1 Since Aphasia is an aquired disorder, commonly due to an injury to the brain or following a stroke; A rise worldwide can't really be due to environmental factors. I would assume detection methods might be the cause of this 'surge'

ie: Better detection, higher number of reported cases (where the actual value has remained constant, we just see more of it)

2 This all comes under the study of localisation, in terms of the speach centres of the brain (+ a touch of neurophysics)

Basically: "A pattern termed differential recovery" was noticed by Obler in 1984. Bilingual aphasics were noted to display a different recovery pattern for each known language. More recent studies have shown that "both or all languages are impaired and recover in like manner, in proportion in how well they were known at the moment of the aphasia-producing event"

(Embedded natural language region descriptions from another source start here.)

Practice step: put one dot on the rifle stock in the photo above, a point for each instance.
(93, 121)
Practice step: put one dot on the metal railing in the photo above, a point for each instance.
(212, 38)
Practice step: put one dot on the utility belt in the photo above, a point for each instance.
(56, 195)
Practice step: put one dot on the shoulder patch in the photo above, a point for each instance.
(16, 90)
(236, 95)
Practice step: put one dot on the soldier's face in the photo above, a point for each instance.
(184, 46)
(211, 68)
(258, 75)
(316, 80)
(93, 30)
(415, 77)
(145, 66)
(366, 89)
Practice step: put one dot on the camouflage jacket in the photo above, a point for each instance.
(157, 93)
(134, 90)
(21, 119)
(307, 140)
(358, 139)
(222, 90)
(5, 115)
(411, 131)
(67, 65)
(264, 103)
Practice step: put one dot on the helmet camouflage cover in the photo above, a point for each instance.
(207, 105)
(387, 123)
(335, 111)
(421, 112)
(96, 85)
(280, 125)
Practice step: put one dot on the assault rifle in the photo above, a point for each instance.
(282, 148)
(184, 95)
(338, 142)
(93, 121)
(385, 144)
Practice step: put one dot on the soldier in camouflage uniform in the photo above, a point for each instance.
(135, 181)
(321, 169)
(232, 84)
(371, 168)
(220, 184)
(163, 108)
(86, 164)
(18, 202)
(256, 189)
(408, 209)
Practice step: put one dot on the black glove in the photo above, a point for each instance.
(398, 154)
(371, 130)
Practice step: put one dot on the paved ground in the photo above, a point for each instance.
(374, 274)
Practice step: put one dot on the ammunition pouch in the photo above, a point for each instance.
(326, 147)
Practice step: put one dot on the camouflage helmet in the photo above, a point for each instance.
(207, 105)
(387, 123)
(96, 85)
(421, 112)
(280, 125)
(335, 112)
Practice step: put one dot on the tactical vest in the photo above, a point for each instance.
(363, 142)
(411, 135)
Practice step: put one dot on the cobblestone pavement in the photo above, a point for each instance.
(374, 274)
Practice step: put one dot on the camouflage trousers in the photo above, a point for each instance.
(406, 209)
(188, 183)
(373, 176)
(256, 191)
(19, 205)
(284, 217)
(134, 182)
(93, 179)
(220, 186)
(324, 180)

Common theories suggest this pattern is determined by how the brain has organised the language information:

"..In particular famous Lenneberg’s (1067) notion of the critical period in a second language learning; and of course proficiency. It looks like, from empirical observations, that what is learned could conceivably influence how ones brain was organized for it..." (and therefore how it is effected in the case of a severe trauma)

3 I don't know enough about that.. speech therapy?

The above are merely my opinions. Remember when dealing with psychology, and to a lesser degree Neurophsyics, you have to remember what is written may not be so. Everything is subject to interpretation!!